Мы идем, стараясь не торопиться, и торопимся.
На углу площади одинокий автомат. Она смотрит внимательно на него.
— Ты хочешь позвонить?
— Да, Саня… если только тебе это не очень неприятно, — она смущена.
— Что ты, Наталья, конечно.
Она входит в будку автомата, доставая двушку. Как у нее изящно даже это получается. Набирает номер.

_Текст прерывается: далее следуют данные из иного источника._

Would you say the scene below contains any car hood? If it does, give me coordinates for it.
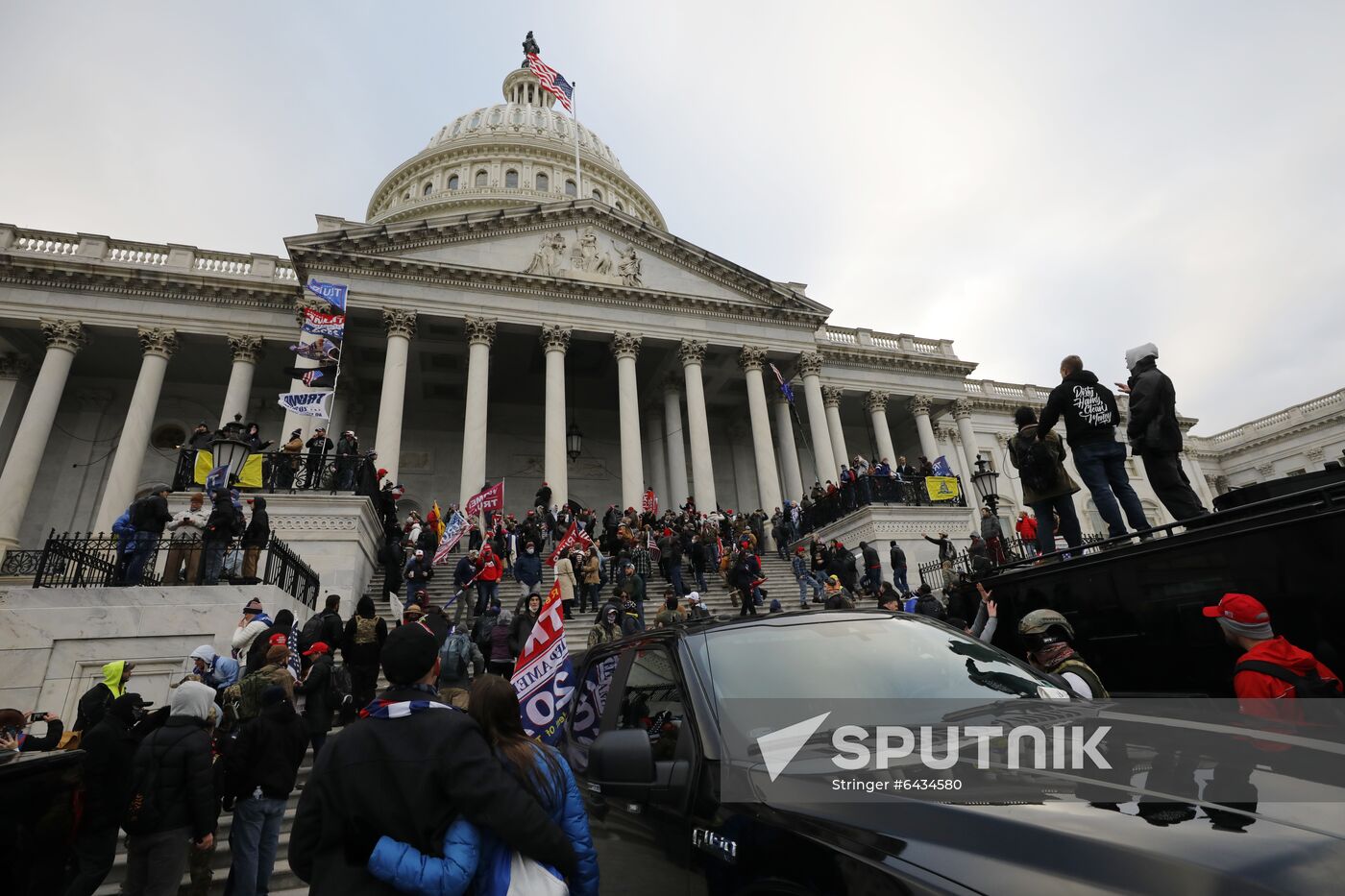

Я отхожу от будки подальше. Стою и разглядываю ее. Она действительно сегодня прекрасна. Я не верю, что эта женщина, стоящая сейчас отдельно от меня, принадлежит мне, близка, она моя, — и я снюсь ей.
Внезапно она вешает трубку на рычаг и выходит ко мне белая как полотно.
— Саня… — она давит рыдание.
— Что случилось, Наталья, ты вся побелевшая?
— Аннушка заболела… — я едва успеваю схватить ее за плечи, она уже падала.
— Это мое наказание за тебя, Санечка, — шепчут ее губы, неживые.
Она как будто невменяемая, она бормочет:
— Мне надо быть дома, мама будет звонить через полчаса.
Она падает лицом в мою шею и уже не сдерживается. Слезы градом текут сквозь рыдания. По-моему, она оплакивает меня тоже.
Я хватаю такси как ненормальный и только говорю ему «быстро», «быстро», ничего не соображая.
Мы несемся, он послушал меня, по набережной в обратном направлении к ее дому. Она приходит в себя.
— Саня, прости меня, мне так жалко… я так хотела… быть у тебя.